SÃO PAULO, SP (FOLHAPRESS) - Carlo Ancelotti pretendia utilizar os amistosos do Brasil contra França e Croácia, na última janela de duelos internacionais antes da convocação para a Copa do Mundo, para dar entrosamento ao time que considera titular. Afinal, eram apenas a nona e a décima partidas da formação verde-amarela sob seu comando.
Múltiplos desfalques inviabilizaram o plano, e o jeito foi dar chance a atletas que vinham atuando pouco -ou que nunca haviam atuado- pela seleção. Nesse sentido, o resultado foi positivo, já que vários daqueles considerados reservas tiveram bons desempenhos.
"O que me deixa satisfeito é que os novos que estiveram aqui aproveitaram a oportunidade. Aumenta a dúvida para a lista definitiva", disse o italiano, que anunciará os nomes dos 26 convocados para a Copa em 18 de maio.
Um dos "novos" que chamaram a atenção foi o meio-campista Danilo, que entrou bem na parte final da derrota por 2 a 1 para a França e teve performance ainda melhor no triunfo por 3 a 1 sobre a Croácia. Trabalhou de área a área, marcou o primeiro gol, deu passo enorme para ser chamado ao Mundial e pode até ter colocado em xeque o posto de titular de Bruno Guimarães -fora dos compromissos recentes por lesão.
O atacante Luiz Henrique não chega a ser novidade no grupo, mas também praticamente carimbou seu passaporte com duas boas partidas. Contra a Croácia, os atacantes Endrick e Igor Thiago foram decisivos para a vitória -o que tornou ainda menor a possibilidade de Neymar ir à Copa.

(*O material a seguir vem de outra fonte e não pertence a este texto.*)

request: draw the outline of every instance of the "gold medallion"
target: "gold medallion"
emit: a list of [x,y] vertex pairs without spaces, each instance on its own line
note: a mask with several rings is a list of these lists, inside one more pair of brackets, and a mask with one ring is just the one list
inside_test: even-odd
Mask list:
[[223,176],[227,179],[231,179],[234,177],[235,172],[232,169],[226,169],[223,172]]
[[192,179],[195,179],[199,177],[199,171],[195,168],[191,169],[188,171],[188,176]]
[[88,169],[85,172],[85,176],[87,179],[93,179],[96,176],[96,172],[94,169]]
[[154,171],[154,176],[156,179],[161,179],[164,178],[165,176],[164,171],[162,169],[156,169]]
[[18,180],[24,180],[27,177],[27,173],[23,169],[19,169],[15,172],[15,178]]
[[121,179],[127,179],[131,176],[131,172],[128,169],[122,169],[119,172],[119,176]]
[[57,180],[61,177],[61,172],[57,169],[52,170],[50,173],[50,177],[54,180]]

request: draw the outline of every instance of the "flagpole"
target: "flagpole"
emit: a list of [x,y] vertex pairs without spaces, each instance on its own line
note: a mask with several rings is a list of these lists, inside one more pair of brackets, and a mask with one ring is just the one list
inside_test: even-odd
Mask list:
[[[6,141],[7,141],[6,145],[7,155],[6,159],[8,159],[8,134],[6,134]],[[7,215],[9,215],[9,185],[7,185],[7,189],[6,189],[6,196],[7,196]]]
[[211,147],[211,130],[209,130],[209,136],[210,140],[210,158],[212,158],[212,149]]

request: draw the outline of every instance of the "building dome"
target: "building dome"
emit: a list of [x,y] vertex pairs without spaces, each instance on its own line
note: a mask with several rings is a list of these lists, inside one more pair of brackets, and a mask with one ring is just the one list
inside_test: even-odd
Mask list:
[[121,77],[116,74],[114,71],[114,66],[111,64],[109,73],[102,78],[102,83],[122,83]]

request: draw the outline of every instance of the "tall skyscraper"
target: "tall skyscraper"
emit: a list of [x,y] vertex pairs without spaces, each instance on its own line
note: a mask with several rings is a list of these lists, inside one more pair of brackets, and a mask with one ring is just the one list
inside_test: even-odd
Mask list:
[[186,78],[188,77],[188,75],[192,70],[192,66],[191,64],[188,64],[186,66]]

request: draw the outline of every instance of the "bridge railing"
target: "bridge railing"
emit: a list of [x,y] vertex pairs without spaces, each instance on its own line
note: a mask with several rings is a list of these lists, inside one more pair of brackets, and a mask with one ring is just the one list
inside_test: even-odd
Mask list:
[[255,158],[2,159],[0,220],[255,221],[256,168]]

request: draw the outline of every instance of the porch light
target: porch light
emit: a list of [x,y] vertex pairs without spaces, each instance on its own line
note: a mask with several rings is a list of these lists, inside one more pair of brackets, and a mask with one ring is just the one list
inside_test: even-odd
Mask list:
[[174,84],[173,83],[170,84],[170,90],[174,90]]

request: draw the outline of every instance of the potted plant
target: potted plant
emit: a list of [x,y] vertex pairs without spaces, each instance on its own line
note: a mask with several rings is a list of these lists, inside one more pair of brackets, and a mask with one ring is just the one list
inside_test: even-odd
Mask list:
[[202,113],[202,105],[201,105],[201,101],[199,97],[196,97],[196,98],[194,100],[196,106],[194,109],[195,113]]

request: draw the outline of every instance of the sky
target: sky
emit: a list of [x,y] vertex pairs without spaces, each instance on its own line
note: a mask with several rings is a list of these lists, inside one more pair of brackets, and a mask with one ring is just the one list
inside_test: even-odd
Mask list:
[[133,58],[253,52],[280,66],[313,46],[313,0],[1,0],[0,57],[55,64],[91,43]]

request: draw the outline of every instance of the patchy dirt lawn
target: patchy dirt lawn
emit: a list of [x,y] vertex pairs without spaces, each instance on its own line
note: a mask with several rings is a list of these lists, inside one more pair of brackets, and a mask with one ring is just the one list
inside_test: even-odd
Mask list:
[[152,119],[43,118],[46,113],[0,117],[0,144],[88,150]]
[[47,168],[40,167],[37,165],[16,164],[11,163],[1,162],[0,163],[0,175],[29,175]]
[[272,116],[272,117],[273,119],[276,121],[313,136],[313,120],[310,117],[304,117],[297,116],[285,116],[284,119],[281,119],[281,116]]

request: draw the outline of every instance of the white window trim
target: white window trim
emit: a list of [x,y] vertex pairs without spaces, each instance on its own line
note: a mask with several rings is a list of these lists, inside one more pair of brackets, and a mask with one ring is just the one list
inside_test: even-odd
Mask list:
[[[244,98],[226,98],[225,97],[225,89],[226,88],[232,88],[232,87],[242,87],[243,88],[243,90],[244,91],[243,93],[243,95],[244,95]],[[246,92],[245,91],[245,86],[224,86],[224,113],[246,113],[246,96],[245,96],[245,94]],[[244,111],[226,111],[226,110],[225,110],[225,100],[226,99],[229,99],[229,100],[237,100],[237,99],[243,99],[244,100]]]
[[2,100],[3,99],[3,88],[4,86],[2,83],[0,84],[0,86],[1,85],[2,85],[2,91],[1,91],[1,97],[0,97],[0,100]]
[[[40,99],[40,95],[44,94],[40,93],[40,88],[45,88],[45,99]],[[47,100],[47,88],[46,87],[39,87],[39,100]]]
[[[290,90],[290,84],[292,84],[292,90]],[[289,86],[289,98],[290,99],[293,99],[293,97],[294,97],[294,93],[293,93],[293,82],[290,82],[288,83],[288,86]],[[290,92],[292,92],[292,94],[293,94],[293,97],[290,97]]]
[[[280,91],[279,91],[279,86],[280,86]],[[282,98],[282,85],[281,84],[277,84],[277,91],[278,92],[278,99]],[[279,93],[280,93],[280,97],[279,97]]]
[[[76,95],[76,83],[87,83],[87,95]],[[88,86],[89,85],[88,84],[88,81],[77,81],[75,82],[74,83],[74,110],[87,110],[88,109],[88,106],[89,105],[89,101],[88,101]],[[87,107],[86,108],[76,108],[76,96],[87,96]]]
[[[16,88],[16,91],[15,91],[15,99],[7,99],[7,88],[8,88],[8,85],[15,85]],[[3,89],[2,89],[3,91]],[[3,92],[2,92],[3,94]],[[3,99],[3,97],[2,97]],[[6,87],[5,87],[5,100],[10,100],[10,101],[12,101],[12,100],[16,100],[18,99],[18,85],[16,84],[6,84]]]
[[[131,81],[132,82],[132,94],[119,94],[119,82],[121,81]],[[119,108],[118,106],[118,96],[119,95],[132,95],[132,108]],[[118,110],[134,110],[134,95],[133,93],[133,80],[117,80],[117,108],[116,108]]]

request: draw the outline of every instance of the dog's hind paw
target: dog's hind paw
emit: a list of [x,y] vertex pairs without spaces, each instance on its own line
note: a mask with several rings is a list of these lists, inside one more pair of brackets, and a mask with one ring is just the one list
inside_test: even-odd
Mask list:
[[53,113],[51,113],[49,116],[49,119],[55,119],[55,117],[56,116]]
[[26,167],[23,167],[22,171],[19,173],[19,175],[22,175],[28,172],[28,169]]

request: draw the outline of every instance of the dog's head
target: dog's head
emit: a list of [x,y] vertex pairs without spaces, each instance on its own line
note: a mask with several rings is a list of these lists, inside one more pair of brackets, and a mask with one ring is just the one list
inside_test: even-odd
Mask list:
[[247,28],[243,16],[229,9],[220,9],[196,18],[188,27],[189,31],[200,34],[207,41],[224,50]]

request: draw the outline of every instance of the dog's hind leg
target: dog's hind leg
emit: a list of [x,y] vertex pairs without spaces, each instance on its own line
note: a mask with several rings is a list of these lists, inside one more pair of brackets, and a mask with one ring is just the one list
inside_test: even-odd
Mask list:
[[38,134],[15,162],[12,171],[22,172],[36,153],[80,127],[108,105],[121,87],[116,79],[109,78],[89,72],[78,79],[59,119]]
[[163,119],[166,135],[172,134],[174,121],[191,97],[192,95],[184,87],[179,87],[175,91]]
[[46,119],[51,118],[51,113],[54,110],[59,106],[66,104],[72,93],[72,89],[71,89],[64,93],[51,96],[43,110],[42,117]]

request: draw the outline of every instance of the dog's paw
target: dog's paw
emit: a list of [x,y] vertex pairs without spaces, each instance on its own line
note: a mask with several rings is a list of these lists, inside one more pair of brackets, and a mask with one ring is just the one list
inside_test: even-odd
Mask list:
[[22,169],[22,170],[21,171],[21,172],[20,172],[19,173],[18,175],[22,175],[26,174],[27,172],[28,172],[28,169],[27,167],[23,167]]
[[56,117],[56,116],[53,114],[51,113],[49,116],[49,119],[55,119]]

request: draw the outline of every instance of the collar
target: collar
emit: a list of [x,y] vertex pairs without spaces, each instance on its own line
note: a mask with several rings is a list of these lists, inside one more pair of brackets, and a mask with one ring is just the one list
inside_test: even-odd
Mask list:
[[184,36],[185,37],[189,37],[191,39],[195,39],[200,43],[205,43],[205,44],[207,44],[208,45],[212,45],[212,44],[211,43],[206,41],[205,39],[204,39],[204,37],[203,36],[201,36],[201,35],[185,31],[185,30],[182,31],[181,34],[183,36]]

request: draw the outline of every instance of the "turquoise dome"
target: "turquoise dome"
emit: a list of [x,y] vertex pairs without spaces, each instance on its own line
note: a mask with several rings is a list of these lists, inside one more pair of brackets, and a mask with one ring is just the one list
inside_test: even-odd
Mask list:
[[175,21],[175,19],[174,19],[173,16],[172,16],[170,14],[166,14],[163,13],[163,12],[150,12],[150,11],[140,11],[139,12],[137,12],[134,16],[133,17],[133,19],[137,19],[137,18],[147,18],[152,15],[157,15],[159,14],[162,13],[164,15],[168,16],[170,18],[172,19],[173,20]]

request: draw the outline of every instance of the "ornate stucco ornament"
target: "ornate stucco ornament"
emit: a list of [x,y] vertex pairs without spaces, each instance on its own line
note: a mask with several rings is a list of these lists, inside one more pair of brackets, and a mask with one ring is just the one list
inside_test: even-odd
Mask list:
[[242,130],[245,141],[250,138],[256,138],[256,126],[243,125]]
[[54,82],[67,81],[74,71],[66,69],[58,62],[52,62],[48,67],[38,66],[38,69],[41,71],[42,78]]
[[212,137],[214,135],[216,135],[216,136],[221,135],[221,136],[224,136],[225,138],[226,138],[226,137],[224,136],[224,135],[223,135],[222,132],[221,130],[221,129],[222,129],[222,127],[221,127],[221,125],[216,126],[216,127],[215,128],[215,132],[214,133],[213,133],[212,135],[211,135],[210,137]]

Nesses dois jogos, foram nove os jogadores que atuaram pela primeira vez na seleção sob direção de Ancelotti: os defensores Bremer (Juventus), Ibañez (Al Ahli), Léo Pereira (Flamengo) e Kaiki (Cruzeiro), os meio-campistas Danilo (Botafogo) e Gabriel Sara (Galatasaray) e os atacantes Endrick (Lyon), Rayan (Bournemouth) e Igor Thiago (Brentford).
O italiano gostou do que viu, porém lamentou não ter tido a chance de dar rodagem à equipe titular. Alisson, Éder Militão, Gabriel Magalhães, Alex Sandro, Bruno Guimarães e Estêvão, lesionados, nem foram aos Estados Unidos. Marquinhos foi baixa contra a França, e Raphinha foi cortado antes do confronto com a Croácia.
Se a formação principal carece de entrosamento, um time tão modificado exibiu ainda maiores dificuldades de entendimento. Isso ficou claro sobretudo diante da França, que esteve nas finais das duas últimas Copas e mantém o treinador que a levou até elas, Didier Deschamps.
Dirigido pelo mesmo homem há 14 anos, o conjunto francês se mostrou muito mais coeso, até mesmo após a expulsão do zagueiro Upamecano. Não parecia que a seleção europeia tinha um atleta a menos, e foi nessa condição que ela tocou a bola até chegar a seu segundo gol.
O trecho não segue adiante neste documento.